Gegen das Urteil des Berufungsgerichtes wendet sich die Revision der Beklagten aus dem Anfechtungsgrund der unrichtigen rechtlichen Beurteilung mit dem Antrag auf Abänderung im Sinne der Klagsabweisung; hilfsweise wird ein Aufhebungsantrag gestellt. Die Klägerin beantragt in ihrer Revisionsbeantwortung, der Revision nicht Folge zu geben.
Rechtliche Beurteilung
Die Revision ist nicht berechtigt.
Die Revisionswerberin vertritt die Auffassung, entscheidend für die Haftung nach § 25 HGB sei, ob die Revisionswerberin im Firmenkern eine andere sei und sich darin vom Einzelunternehmen "Karl-Heinz P***, Internationale Transporte" unterscheide. Da die Firmenbezeichnung der Revisionswerberin "P*** Spedition und Transportgesellschaft mbH" laute, sei dies sowohl optisch als auch inhaltlich der Fall.
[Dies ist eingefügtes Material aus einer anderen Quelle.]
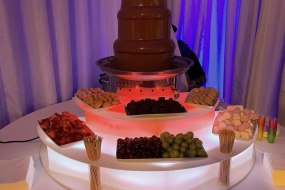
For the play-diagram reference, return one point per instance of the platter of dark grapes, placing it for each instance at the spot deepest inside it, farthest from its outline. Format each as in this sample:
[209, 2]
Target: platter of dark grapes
[166, 146]
[154, 107]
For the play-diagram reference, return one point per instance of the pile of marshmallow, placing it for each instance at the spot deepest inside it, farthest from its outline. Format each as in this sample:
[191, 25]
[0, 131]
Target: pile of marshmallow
[238, 119]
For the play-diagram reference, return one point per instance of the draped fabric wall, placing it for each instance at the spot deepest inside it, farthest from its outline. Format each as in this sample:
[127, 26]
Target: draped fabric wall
[48, 49]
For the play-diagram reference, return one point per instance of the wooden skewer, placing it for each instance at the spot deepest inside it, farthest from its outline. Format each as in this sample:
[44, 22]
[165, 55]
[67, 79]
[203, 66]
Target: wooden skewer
[224, 171]
[93, 150]
[227, 138]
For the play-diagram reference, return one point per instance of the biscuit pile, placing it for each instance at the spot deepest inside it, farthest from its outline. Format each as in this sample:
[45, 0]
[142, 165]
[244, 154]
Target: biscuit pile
[97, 98]
[203, 96]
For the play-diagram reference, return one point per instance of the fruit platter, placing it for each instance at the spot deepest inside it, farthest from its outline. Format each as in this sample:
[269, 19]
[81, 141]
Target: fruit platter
[203, 97]
[166, 146]
[152, 106]
[64, 129]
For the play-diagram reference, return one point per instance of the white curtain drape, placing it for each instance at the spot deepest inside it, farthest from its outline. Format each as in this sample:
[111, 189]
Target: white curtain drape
[48, 49]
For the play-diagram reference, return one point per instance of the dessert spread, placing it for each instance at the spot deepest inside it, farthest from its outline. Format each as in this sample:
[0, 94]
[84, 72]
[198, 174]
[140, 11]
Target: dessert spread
[65, 128]
[203, 96]
[97, 98]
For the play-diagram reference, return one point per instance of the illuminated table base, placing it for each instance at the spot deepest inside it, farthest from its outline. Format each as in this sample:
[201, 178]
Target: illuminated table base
[75, 175]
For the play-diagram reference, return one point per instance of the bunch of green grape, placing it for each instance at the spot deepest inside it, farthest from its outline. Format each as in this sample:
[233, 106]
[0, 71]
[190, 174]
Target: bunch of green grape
[181, 145]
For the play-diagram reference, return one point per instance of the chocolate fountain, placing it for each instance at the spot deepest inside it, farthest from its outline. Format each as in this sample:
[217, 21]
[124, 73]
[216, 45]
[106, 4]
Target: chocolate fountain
[144, 63]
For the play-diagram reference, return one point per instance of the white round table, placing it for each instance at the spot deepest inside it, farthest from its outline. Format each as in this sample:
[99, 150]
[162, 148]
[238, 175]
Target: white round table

Sachlicher und räumlich-geographischer Bereich der Firmentätigkeit seien geradezu diametral verschieden. Dort, wo früher Autotransporte nach dem Nahen Osten die Firmentätigkeit des Einzelunternehmens beherrschten, liefere heute die Revisionswerberin Stückgut (unter anderem Wein und Mandeln) auf den europäischen Verbrauchermarkt. Damit werde deutlich, daß nebst Änderung im Firmenkern auch Firmentätigkeit und Wirkungsfeld sich grundlegend gewandelt haben. Dies, ganz abgesehen davon, daß sich die Revisionswerberin an einen ganz anderen Kundenstock wende als die frühere Einzelfirma und daß schließlich die Einzelfirma zufolge Zahlungsunfähigkeit gar nicht in der Lage gewesen wäre, der Revisionswerberin Vermögen zu übertragen. Schließlich komme auch dem Fehlen eines Vornamens in der Firmenbezeichnung der Revisionswerberin wesentliche Bedeutung zu. Eine Fortführung der seinerzeitigen Einzelfirma liege daher nicht vor.
Diesen Ausführungen kann nicht gefolgt werden.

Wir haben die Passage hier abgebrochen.